Freedom from Religion Found., Inc. v. New Kensington-Arnold Sch. Dist.

Decision Date22 January 2013
Docket NumberNo. 2:12–cv–1319.,2:12–cv–1319.
Citation919 F.Supp.2d 648
PartiesFREEDOM FROM RELIGION FOUNDATION, INC., Doe 1 by Doe 1's next friend and parent, Marie Schaub, Marie Schaub who also sues on her own behalf, Doe 2 by Doe 2's next friend and parent DOE and DOE 3 who also sues on Doe 3's own behalf, Plaintiffs, v. NEW KENSINGTON–ARNOLD SCHOOL DISTRICT, Defendant.
CourtU.S. District Court — Western District of Pennsylvania

OPINION TEXT STARTS HERE

Marcus B. Schneider, Steele Schneider, Pittsburgh, PA, for Plaintiffs.

Amie A. Thompson, Anthony G. Sanchez, Andrews & Price, Pittsburgh, PA, for Defendant.

MEMORANDUM OPINION AND ORDER OF COURT

McVERRY, District Judge.

Presently pending before the Court is the MOTION TO DISMISS AND MOTION TO STRIKE PURSUANT TO FEDERAL RULES 12(B)(6) AND 12(F) (Doc. No. 8), filed by Defendant New Kensington–Arnold School District, with brief in support (Doc. No. 9). Plaintiffs, Freedom from Religion Foundation, Inc., Doe 1, by Doe 1's Next of Friend and Parent Marie Schaub, who also sues on her own behalf, Doe 2, by Doe 2's Next of Friend and Parent Doe 3, who also sues on Doe's own behalf filed a response in opposition (Doc. No. 18)

As an initial matter, the Court will deny the Motion to Strike paragraph twenty-one (21), a portion of paragraph twenty-two (22), and paragraph twenty-three (23) of the Complaint. The statements contained therein do not fall within the realm of this highly disfavored remedy. SeeFed.R.Civ.P. 12(f) (providing that a court “may strike from a pleading an insufficient defense or any redundant, immaterial, impertinent, or scandalous matter”). Indeed, “striking a pleading is a drastic remedy to be resorted to only when required for the purposes of justice and should be used sparingly.” DeLa Cruz v. Piccari Press, 521 F.Supp.2d 424, 428 (E.D.Pa.2007) (internal quotation marks and citation omitted). The Court finds that Defendant has not made this showing, and therefore, the Court exercises its discretion to deny that request.
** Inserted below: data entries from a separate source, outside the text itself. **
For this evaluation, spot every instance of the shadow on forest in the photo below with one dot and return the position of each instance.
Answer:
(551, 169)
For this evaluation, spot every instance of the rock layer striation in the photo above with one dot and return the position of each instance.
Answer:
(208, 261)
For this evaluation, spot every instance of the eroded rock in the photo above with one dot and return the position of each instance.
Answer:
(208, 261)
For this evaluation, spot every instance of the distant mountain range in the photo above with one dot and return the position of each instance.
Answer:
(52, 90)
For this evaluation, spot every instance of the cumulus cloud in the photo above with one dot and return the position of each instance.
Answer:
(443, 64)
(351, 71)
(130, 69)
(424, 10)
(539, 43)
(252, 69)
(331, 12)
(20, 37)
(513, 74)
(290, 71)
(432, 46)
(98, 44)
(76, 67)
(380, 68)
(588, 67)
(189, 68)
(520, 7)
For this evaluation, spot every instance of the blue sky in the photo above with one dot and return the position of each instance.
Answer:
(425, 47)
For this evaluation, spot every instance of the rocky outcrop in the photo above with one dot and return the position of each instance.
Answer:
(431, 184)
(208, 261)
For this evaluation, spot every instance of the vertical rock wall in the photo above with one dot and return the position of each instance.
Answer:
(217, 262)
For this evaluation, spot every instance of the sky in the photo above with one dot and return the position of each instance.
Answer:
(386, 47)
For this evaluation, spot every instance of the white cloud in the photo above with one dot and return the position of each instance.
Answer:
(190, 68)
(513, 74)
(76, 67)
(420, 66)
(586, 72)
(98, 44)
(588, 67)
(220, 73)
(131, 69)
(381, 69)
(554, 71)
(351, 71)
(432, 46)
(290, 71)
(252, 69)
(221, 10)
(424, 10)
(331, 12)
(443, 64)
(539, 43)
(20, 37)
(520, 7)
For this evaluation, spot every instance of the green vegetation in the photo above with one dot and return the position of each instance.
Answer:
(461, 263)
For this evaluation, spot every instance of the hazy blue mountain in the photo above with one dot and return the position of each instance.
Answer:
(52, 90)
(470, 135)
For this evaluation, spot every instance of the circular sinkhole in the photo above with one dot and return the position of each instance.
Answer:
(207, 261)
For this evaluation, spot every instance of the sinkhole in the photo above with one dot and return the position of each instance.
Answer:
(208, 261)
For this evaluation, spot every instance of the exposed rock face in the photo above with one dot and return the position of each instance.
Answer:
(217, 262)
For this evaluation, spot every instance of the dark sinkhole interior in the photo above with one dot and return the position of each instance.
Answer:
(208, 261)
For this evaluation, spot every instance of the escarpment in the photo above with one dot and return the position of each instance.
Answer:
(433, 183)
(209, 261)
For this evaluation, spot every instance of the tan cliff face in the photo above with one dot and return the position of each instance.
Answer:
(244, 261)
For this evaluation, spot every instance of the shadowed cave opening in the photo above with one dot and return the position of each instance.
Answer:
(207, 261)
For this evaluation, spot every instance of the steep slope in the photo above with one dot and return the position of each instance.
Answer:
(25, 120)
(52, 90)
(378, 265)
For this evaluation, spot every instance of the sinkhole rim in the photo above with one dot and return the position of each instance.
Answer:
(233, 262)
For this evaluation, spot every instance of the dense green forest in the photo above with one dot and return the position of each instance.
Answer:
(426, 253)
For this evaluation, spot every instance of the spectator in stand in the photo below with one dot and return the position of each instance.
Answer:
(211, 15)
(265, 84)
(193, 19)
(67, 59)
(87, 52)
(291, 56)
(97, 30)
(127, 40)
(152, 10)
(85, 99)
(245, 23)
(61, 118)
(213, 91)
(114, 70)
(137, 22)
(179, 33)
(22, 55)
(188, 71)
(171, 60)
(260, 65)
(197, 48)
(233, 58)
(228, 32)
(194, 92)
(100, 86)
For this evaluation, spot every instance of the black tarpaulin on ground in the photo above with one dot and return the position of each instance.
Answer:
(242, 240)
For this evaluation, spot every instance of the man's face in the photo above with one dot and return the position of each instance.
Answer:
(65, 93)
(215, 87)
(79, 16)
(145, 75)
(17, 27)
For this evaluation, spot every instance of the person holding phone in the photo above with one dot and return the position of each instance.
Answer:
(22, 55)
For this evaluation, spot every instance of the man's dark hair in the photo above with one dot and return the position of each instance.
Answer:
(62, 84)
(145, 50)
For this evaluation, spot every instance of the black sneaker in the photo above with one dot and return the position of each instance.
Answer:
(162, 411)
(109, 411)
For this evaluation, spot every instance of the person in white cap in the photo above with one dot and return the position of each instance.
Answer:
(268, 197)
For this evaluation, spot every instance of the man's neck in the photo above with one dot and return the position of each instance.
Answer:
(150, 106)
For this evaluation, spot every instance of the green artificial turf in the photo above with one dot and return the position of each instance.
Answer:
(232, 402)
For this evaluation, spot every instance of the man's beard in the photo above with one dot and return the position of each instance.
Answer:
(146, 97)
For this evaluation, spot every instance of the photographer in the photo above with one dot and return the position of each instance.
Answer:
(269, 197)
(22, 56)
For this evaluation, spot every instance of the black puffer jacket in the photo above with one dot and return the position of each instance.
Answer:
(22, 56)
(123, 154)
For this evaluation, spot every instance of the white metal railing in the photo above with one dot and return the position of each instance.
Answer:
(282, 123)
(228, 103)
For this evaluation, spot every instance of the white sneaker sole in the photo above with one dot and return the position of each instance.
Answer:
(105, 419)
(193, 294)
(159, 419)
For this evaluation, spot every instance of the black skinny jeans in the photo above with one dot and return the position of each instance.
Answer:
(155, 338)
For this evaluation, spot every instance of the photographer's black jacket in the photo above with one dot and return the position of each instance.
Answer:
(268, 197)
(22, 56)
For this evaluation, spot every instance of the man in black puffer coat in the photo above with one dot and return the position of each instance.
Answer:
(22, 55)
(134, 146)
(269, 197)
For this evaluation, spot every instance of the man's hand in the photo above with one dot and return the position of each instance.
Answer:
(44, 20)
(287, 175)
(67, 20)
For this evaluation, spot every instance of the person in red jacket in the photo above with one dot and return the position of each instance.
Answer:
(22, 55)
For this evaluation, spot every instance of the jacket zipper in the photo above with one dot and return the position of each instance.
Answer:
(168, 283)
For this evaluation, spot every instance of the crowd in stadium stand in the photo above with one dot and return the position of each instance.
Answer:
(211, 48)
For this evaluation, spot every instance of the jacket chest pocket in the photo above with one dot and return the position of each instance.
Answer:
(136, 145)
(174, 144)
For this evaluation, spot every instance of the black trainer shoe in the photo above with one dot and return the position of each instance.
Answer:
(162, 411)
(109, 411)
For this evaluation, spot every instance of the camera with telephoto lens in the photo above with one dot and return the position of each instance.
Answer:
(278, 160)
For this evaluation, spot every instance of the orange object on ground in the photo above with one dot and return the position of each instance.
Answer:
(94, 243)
Accordingly, the Court turns to Defendant's Motion to Dismiss.

I. Background

For decades, the New Kensington–Arnold School District has maintained a stone monument bearing numerous inscriptions. Standing approximately six feet tall at the front entrance to Valley High School, a portion of the monument displays the text of the Ten Commandments. See Pls.' Compl. Exs. 1–2, ECF Nos. 1–2, 1–3 (appending two photographs of the monument). The version inscribed reads:

the Ten Commandments

I AM the LORD thy God.

I. Thou shalt have no other gods before me.

II. Thou shalt not take the Name of the Lord thy God in vain.

III. Remember the Sabbath Day, to keep it holy.

IV. Honor thy father and thy mother, that thy days may be long upon the land which the Lord thy God giveth thee.

V. Thou shalt not kill.

VI. Thou shalt not commit adultery.

VII. Thou shalt not steal.

VIII. Thou shalt not bear false witness against thy neighbor.

IX. Thou shalt not covet thy neighbor's house.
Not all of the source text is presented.